# Thread: Eigenvalues of Linear operator

1. ## Eigenvalues of Linear operator

Hello,
Find all the eigenvalues and determine with a reason whether L is self-adjoint.
$\displaystyle d/dt$---------->$\displaystyle L_2[0,1]$ where the domain D is given by D{f belongs to $\displaystyle L_2[0,1]$: f is continuously differentiable and f(0)=0)}
I get $\displaystyle f(x)=e^{\lambda x}$ after solving first order linear differential equation.
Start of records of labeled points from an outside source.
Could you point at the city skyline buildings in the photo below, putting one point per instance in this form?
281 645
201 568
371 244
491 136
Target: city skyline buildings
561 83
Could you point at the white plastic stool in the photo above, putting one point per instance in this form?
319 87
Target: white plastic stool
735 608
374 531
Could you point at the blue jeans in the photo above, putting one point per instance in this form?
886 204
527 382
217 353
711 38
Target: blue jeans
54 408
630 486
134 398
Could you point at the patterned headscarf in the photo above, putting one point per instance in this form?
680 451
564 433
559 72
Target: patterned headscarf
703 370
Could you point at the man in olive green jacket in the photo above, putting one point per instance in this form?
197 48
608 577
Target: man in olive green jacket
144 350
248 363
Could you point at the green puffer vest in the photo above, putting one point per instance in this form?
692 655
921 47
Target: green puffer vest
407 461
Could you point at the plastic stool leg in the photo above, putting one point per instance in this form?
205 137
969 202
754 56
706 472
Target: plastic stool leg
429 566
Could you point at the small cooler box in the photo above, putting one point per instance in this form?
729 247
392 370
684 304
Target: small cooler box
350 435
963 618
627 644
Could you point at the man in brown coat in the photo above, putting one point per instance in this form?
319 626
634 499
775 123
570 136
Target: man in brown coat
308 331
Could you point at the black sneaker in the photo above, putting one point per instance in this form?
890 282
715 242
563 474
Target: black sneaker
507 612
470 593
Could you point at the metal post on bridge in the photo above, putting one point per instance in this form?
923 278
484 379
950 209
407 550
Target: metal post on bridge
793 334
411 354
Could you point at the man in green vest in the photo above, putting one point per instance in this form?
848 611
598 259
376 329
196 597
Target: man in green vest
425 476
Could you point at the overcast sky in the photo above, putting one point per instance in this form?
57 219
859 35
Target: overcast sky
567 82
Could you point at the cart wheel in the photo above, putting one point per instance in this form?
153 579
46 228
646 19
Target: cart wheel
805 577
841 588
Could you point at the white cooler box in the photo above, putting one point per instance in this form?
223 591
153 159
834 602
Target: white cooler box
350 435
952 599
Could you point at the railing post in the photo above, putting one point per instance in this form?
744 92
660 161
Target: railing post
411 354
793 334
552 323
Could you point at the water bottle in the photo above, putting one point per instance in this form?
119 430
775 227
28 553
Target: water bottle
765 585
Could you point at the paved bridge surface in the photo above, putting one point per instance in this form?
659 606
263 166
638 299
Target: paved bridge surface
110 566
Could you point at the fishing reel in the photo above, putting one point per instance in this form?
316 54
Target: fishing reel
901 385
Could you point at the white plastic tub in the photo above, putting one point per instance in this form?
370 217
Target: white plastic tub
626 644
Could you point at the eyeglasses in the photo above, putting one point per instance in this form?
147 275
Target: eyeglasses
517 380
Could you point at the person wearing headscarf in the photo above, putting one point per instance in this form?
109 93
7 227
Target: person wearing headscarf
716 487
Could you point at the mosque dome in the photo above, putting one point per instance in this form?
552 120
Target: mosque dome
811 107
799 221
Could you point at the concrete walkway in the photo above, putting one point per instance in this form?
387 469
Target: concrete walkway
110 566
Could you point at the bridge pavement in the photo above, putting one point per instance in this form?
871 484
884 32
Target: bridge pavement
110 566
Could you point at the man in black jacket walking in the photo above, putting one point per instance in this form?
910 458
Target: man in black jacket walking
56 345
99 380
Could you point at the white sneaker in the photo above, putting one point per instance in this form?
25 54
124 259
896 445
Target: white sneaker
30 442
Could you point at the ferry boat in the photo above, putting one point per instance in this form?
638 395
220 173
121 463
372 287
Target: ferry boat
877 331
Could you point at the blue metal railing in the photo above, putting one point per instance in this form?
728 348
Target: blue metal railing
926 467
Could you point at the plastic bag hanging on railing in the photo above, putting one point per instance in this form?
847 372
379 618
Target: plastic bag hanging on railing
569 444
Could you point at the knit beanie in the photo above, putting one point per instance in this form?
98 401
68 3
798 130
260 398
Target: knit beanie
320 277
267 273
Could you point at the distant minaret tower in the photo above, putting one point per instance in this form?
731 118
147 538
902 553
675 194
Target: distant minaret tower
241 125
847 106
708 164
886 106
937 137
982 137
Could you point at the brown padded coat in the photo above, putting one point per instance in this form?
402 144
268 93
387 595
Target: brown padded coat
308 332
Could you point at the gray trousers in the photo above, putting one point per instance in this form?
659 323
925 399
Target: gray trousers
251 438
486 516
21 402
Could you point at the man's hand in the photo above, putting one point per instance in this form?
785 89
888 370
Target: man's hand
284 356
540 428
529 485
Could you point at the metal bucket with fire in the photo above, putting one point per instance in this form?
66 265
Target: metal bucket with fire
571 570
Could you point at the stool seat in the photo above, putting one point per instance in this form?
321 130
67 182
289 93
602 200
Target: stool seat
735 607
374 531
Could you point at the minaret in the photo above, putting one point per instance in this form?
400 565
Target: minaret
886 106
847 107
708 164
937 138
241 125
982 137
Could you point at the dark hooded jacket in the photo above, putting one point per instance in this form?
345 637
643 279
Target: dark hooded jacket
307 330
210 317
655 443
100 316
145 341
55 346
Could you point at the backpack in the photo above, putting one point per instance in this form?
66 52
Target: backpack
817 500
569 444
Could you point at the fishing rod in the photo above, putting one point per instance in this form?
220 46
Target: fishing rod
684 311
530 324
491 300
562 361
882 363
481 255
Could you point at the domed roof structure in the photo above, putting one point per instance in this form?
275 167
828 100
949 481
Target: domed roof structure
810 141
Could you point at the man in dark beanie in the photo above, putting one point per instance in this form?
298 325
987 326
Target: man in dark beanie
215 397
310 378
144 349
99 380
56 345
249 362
How do i find $\displaystyle \lambda$?
thanks

2. Originally Posted by charikaar
Hello,
Find all the eigenvalues and determine with a reason whether L is self-adjoint.
$\displaystyle d/dt$---------->$\displaystyle L_2[0,1]$ where the domain D is given by D{f belongs to $\displaystyle L_2[0,1]$: f is continuously differentiable and f(0)=0)}
I get $\displaystyle f(x)=e^{\lambda x}$ after solving first order linear differential equation. How do i find $\displaystyle \lambda$?
thanks
our operator is just differentiation so, yes, $\displaystyle \frac{d e^{\lambda x}}{dx}= \lambda e^{\lambda x}$. More generally, if $\displaystyle \frac{dy}{dx}= \lambda y$, then $\displaystyle y= Ce^{\lambda 0}$$\displaystyle e^{\lambda x}$ is an "eigenvector" and $\displaystyle \lambda$ is an eigenvalue. As for finding $\displaystyle \lambda$, you don't! That equation is true for all $\displaystyle \lambda$- any real number is an eigenvalue.
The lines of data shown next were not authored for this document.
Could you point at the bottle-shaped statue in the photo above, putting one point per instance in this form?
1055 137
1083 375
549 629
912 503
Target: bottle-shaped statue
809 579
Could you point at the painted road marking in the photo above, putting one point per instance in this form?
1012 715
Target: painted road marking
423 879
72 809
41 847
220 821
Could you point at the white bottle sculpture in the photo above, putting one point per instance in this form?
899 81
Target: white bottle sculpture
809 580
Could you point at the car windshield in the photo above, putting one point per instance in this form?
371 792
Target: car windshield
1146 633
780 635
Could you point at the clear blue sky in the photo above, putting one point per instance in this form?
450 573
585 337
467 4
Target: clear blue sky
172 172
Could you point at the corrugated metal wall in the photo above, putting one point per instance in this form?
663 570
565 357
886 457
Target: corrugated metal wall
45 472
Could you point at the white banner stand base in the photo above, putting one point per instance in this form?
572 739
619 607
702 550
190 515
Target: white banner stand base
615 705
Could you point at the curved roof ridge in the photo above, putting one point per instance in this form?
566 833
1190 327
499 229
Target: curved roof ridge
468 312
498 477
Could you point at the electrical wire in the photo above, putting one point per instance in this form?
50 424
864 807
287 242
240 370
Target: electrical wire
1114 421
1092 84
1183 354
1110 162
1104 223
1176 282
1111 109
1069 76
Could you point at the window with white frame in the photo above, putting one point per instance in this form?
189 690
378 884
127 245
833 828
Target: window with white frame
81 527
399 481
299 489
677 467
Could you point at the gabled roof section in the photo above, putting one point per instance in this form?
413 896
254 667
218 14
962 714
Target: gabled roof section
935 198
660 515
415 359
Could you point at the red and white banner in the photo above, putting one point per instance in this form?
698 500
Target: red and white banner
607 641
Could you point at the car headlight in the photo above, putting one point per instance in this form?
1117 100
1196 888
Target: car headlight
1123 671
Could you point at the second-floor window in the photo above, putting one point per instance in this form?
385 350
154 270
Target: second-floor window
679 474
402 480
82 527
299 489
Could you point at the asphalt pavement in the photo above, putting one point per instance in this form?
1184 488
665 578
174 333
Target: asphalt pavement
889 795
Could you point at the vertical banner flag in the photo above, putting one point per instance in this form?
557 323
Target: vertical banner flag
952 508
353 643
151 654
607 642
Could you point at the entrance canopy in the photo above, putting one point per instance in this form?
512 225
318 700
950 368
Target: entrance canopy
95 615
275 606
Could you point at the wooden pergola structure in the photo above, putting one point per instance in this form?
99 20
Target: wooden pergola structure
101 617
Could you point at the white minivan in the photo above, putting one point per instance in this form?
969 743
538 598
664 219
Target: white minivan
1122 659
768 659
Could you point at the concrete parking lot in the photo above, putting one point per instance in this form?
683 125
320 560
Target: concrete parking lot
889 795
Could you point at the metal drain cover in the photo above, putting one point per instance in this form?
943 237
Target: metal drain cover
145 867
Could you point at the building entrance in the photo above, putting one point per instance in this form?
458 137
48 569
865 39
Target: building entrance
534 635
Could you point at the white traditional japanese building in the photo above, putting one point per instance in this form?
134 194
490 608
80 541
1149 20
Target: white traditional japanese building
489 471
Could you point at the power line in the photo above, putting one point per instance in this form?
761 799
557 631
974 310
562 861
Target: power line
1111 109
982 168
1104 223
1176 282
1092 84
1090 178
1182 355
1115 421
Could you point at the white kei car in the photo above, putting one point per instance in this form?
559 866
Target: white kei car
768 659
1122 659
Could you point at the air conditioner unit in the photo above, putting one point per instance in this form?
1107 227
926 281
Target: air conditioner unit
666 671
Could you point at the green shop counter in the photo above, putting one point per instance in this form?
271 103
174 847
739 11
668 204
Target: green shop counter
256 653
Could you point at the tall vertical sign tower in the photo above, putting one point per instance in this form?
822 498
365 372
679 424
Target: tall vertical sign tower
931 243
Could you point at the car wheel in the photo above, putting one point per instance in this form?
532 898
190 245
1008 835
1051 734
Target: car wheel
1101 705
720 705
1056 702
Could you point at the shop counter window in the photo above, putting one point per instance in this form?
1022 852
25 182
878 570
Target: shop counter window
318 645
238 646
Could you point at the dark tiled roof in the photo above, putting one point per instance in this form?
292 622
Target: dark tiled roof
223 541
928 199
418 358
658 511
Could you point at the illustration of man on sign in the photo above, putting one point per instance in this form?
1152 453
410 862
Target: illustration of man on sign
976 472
As for whether or not it is "self adjoint", the definition of self-adjoint is that <Af, g>= <f, Ag> for any vectors f, g. Here, I presume you are using the "standard" inner product, $\displaystyle <f, g>= \int_0^1 f(x)g(x)dx$ so that we want $\displaystyle \int_0^x \frac{df}{dx} g dt$. Use "integration by parts" with u= g and dv= (df/dx)dx. Then du= (dg/dx)dx and v= f.

$\displaystyle \int u dv= uv- \int vdu= f(x)g(x)- \int f (dg/dx) dx= <f, dg/dx>$ provided f(1)g(1)- f(0)g(0)= 0.

3. I'm curious on one thing. Don't we require that $\displaystyle f(0) = 0$?

$\displaystyle L_2[0,1]$ is the Hilbert space of complex square integrable functions on [0,1] and D={f belongs to $\displaystyle L_{2}[0,1]$ : f is continuously differentiable and f(0)=1)}. so $\displaystyle \lambda$ includes complex numbers also? L is not self-adjoint because there is minus in front of the integral right?